Originally published December 27, 2017
I forgot that today marked a year. I didn’t want to remember, because how in the fuck can it be that she’s gone.
I’ve grieved, in a very personal way, for other celebrities. There are still moments when my eyes fill with tears because Jim Henson is no longer here. Bowie’s death was a black hole at the core of the art and subcultures that made me, while Prince’s was a stunning slap to the face that still stings. But Carrie Fisher’s death still feels almost unbearably cruel, in a way that challenges my supposed agnosticism.
Of course Leia Organa matters enormously to me; I would not be who I am without the Star Wars universe and the saga of the Skywalkers, and Leia as a symbol of resistance against fascism is unbelievably powerful in the moment we face right now. But Carrie, with her stinging wit and her profound skill at the structure of writing and her anger and her penitence and her absolute ownership of all her flaws and failings and her refusal to accept any shit at all that anyone tried to dump on her, Carrie was who helped me find who I need to be. Losing Leia Organa is painful, but it could be borne. Not having Carrie Fisher is just such a burning, unfixable unfairness.

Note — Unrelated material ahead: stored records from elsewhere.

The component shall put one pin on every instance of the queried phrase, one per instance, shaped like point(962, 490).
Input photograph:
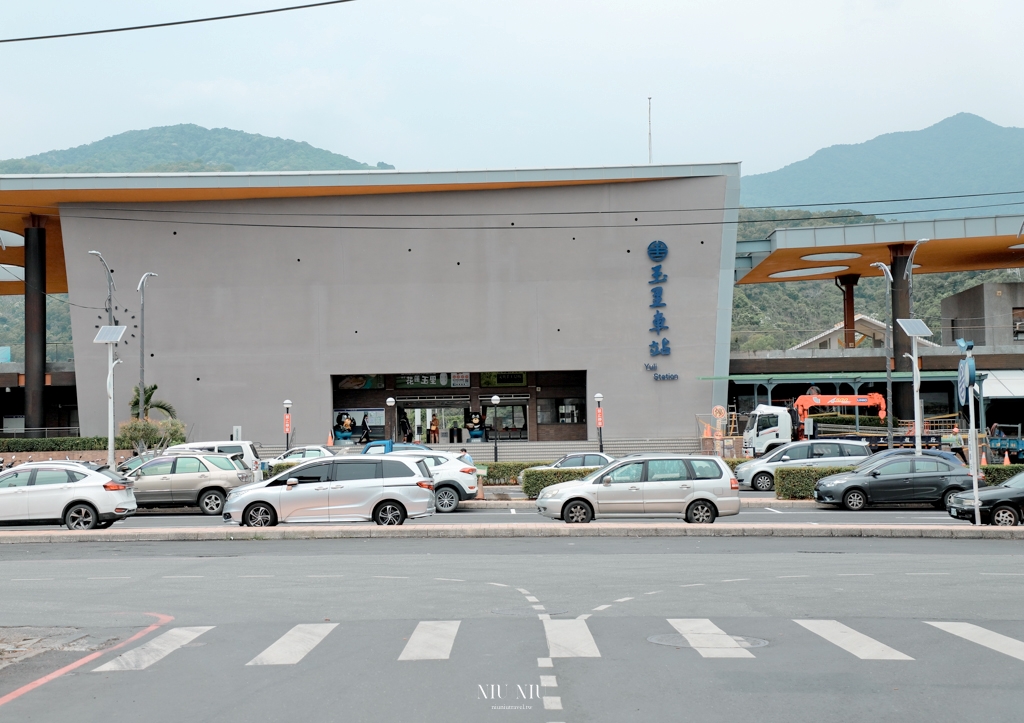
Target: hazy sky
point(439, 84)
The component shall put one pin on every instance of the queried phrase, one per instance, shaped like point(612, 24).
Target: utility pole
point(650, 144)
point(141, 344)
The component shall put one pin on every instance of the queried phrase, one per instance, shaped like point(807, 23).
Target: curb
point(594, 529)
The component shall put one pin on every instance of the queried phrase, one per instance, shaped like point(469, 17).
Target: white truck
point(767, 428)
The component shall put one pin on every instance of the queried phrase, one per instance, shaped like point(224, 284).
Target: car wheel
point(389, 513)
point(446, 500)
point(259, 514)
point(854, 501)
point(700, 512)
point(578, 512)
point(211, 502)
point(81, 516)
point(1006, 517)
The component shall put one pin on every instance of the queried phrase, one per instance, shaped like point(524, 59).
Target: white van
point(246, 449)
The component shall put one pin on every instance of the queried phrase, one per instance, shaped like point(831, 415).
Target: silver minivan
point(384, 490)
point(760, 473)
point(701, 487)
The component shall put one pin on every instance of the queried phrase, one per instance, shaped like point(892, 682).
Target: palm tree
point(151, 403)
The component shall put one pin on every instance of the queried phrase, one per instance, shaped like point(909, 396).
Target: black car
point(1000, 505)
point(903, 478)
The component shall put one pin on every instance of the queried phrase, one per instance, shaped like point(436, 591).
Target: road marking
point(708, 639)
point(569, 638)
point(144, 655)
point(294, 645)
point(850, 640)
point(431, 640)
point(993, 641)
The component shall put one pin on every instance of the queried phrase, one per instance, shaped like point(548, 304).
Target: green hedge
point(508, 472)
point(536, 479)
point(996, 474)
point(60, 443)
point(798, 482)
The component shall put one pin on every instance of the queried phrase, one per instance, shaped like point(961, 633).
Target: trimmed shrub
point(996, 474)
point(536, 479)
point(798, 482)
point(507, 472)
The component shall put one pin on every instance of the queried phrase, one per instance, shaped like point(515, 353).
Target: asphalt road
point(383, 630)
point(922, 515)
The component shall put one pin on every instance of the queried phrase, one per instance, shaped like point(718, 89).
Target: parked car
point(949, 457)
point(583, 459)
point(1001, 505)
point(455, 479)
point(65, 493)
point(760, 473)
point(186, 478)
point(383, 447)
point(310, 452)
point(701, 487)
point(905, 478)
point(387, 491)
point(246, 449)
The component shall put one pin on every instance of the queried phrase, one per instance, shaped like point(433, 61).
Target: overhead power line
point(173, 23)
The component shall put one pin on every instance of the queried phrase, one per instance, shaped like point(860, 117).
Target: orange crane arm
point(804, 403)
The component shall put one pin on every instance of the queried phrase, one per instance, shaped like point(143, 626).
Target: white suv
point(65, 493)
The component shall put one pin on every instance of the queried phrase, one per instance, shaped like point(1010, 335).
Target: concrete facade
point(258, 301)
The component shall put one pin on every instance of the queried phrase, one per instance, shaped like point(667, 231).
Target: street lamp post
point(494, 421)
point(288, 424)
point(889, 349)
point(141, 343)
point(390, 402)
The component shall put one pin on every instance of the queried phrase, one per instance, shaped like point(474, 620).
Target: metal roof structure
point(826, 252)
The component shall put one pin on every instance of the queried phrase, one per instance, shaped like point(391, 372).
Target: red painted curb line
point(162, 621)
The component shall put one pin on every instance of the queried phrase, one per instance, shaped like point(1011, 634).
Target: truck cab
point(767, 428)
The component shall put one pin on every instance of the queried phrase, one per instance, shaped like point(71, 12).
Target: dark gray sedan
point(916, 478)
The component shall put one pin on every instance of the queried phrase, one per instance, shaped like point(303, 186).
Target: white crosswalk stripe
point(977, 634)
point(432, 640)
point(708, 639)
point(153, 651)
point(569, 638)
point(862, 646)
point(294, 645)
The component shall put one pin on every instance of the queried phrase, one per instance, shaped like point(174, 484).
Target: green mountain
point(186, 147)
point(964, 154)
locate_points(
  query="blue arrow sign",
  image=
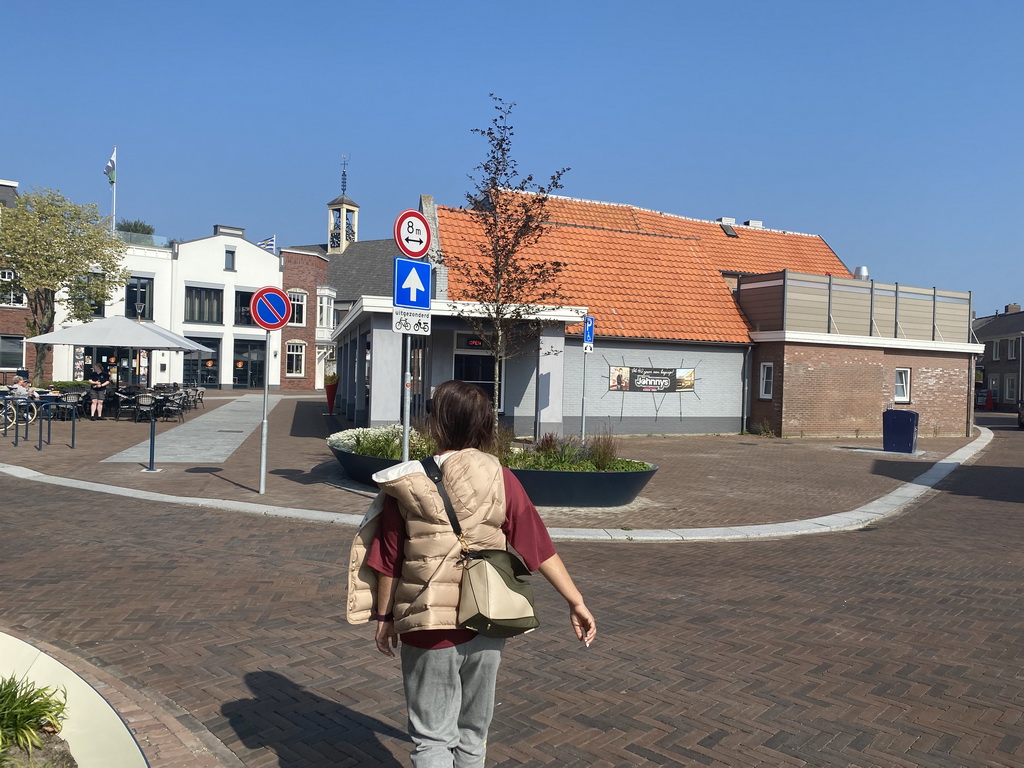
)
(412, 284)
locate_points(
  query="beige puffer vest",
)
(428, 590)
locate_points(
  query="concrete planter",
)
(550, 488)
(361, 468)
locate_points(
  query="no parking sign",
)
(270, 308)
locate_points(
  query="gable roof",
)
(647, 274)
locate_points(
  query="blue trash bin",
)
(899, 431)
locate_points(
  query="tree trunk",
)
(499, 347)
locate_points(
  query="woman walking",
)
(404, 573)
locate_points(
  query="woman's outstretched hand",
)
(386, 638)
(583, 624)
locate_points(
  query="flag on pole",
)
(111, 169)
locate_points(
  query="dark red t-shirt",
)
(522, 527)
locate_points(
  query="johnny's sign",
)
(634, 379)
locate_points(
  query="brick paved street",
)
(896, 646)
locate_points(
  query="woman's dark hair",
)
(461, 417)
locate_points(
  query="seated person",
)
(23, 388)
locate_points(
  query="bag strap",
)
(434, 473)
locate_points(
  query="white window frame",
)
(325, 310)
(298, 297)
(7, 296)
(1010, 388)
(298, 349)
(766, 381)
(904, 385)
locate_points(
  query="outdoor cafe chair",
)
(172, 407)
(70, 404)
(127, 406)
(145, 406)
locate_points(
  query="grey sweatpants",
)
(450, 693)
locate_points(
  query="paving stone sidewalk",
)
(704, 480)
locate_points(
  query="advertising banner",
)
(634, 379)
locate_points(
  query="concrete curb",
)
(851, 520)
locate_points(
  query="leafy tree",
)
(503, 278)
(135, 225)
(61, 254)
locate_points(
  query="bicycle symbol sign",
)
(414, 322)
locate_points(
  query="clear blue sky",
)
(892, 128)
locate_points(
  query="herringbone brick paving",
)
(696, 487)
(900, 645)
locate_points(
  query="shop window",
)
(298, 299)
(902, 391)
(1010, 390)
(243, 313)
(766, 381)
(138, 291)
(295, 359)
(204, 305)
(11, 352)
(475, 365)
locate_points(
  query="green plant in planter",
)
(568, 454)
(26, 711)
(383, 442)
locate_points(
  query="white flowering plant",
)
(383, 442)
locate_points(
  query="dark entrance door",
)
(249, 365)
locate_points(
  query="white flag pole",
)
(114, 193)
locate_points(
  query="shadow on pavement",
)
(310, 420)
(304, 729)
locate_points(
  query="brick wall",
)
(12, 324)
(305, 272)
(842, 391)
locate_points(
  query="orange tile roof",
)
(645, 274)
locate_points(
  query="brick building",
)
(14, 353)
(998, 375)
(700, 327)
(308, 351)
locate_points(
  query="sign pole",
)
(583, 406)
(408, 398)
(266, 398)
(270, 309)
(588, 346)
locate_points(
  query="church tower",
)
(343, 217)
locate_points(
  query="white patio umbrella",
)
(119, 331)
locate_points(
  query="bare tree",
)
(60, 254)
(503, 278)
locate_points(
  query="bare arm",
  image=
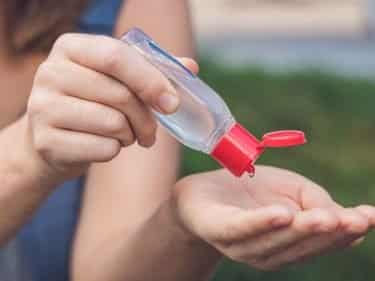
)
(24, 180)
(124, 233)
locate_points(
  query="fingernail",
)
(168, 103)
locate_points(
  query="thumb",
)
(191, 64)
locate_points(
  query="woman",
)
(85, 100)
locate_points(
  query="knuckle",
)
(112, 56)
(110, 149)
(116, 123)
(43, 144)
(122, 97)
(37, 104)
(128, 139)
(149, 129)
(45, 73)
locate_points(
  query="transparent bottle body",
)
(202, 117)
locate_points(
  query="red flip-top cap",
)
(239, 149)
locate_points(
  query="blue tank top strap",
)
(100, 17)
(45, 242)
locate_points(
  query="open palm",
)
(275, 219)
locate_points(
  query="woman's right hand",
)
(91, 97)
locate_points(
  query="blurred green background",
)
(337, 114)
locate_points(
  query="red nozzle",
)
(239, 149)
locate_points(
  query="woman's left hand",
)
(275, 219)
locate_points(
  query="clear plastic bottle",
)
(203, 121)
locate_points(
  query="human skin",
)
(131, 210)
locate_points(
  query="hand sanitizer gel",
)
(203, 121)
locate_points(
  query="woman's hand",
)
(93, 96)
(275, 219)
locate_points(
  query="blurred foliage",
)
(338, 116)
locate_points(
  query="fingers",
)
(238, 225)
(77, 148)
(89, 85)
(190, 64)
(117, 59)
(306, 224)
(368, 212)
(352, 226)
(88, 117)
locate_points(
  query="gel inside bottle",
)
(203, 121)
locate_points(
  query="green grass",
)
(338, 116)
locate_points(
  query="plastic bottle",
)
(203, 121)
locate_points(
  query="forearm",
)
(25, 183)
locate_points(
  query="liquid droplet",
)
(251, 175)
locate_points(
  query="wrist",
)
(24, 167)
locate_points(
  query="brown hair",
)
(33, 25)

The moments with her I find myself thinking of most are in this video: Her, curled up in a chair next to Craig Ferguson, being hilarious and filthy and wry and shiningly herself. This interview (if you can even call it that) was a turning point for me; I was still struggling with my bigness and messiness and my writing, worrying that I didn’t have the ability to be elegant and demure and reserved in how I use words. This moment of television felt like permission to be myself, to use filthy language and be open and messy and as loud as I need to be, as long as I never let the work itself suffer. She didn’t do any of this with the intent of giving a messy middle-aged fan a lifeline to herself, and I know that. But I still hope I won’t let her down.
My spouse gave me two gifts of enormous import that represent how much Carrie Fisher mattered to my life. On the 21st, before we went to see The Last Jedi, he gave me this set of charms, from Optimystical Studios. I’m going to make a piece of jewelry with the women of the Rebellion/Resistance. The General Organa pendant I originally wanted was sold out, which was a keen disappointment; when spouse explained to Optimystical what he was trying to do for me, they made a new one especially for me.
And on Xmas morning, he gave me this print, by Lindsay Van Ekelenburg, and I ugly-cry every time I look at it. I’m still deciding where the right place is for it to hang, so that I can be inspired every day by that face and that middle finger.